The main course of treatment for Dandy-Walker syndrome is to manage any complications that may arise. Treatment options may include:

  • Medications to control seizures
  • Speech therapy to help with speech and language development
  • Physical therapy to improve muscle strength and coordination
  • Surgical insertion of a ventriculoperitoneal shunt in cases of severe or worsening hydrocephalus
  • Occupational therapy to help build self-care and mobility skills such as eating, getting dressed, and walking
  • Special education as necessary for cognitive and learning problems

Treatment for Dandy-Walker syndrome is focused on relieving any pressure on the brain that is caused by the brain malformations. If there is excess fluid in the brain, a doctor may perform a surgery to place a ventriculoperitoneal shunt in the brain, which allows for the excess fluid to be drained. This can relieve the pressure in the brain and reduce some symptoms of Dandy-Walker syndrome. Medications can be used to help control seizures. Other symptoms of Dandy-Walker syndrome such as developmental delay or trouble coordinating movements may be treated with occupational therapy or physical therapy. Some children with Dandy-Walker syndrome may require additional help in school such as special education classes.

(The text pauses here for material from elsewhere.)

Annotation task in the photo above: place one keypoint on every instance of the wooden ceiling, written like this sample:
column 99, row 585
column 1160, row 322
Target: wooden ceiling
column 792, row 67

Dandy Walker syndrome prognosis

The effect of Dandy-Walker Syndrome on intellectual development is variable, with some children having normal cognition and others never achieving normal intellectual development even when the excess fluid buildup is treated early and correctly. Longevity depends on the severity of the syndrome and associated malformations. The presence of multiple congenital defects may shorten life span.

Dandy Walker syndrome life expectancy

The long-term outlook for people with Dandy-Walker syndrome depends on the symptoms that are caused by the changes in the structures of the brain. The long-term outlook also depends on whether Dandy-Walker syndrome occurs alone (isolated) or whether there is an underlying genetic syndrome that may cause other health problems. Because the differences in brain structure and the presence of an underlying genetic syndrome may affect the signs and symptoms or life expectancy that a person has, it may be difficult to predict the long-term outlook for people who have Dandy-Walker syndrome 18).

Some people with Dandy-Walker syndrome may have physical disabilities or intellectual disabilities. In most cases, infants who have isolated Dandy-Walker variant are more likely to have normal outcomes in the newborn period 19).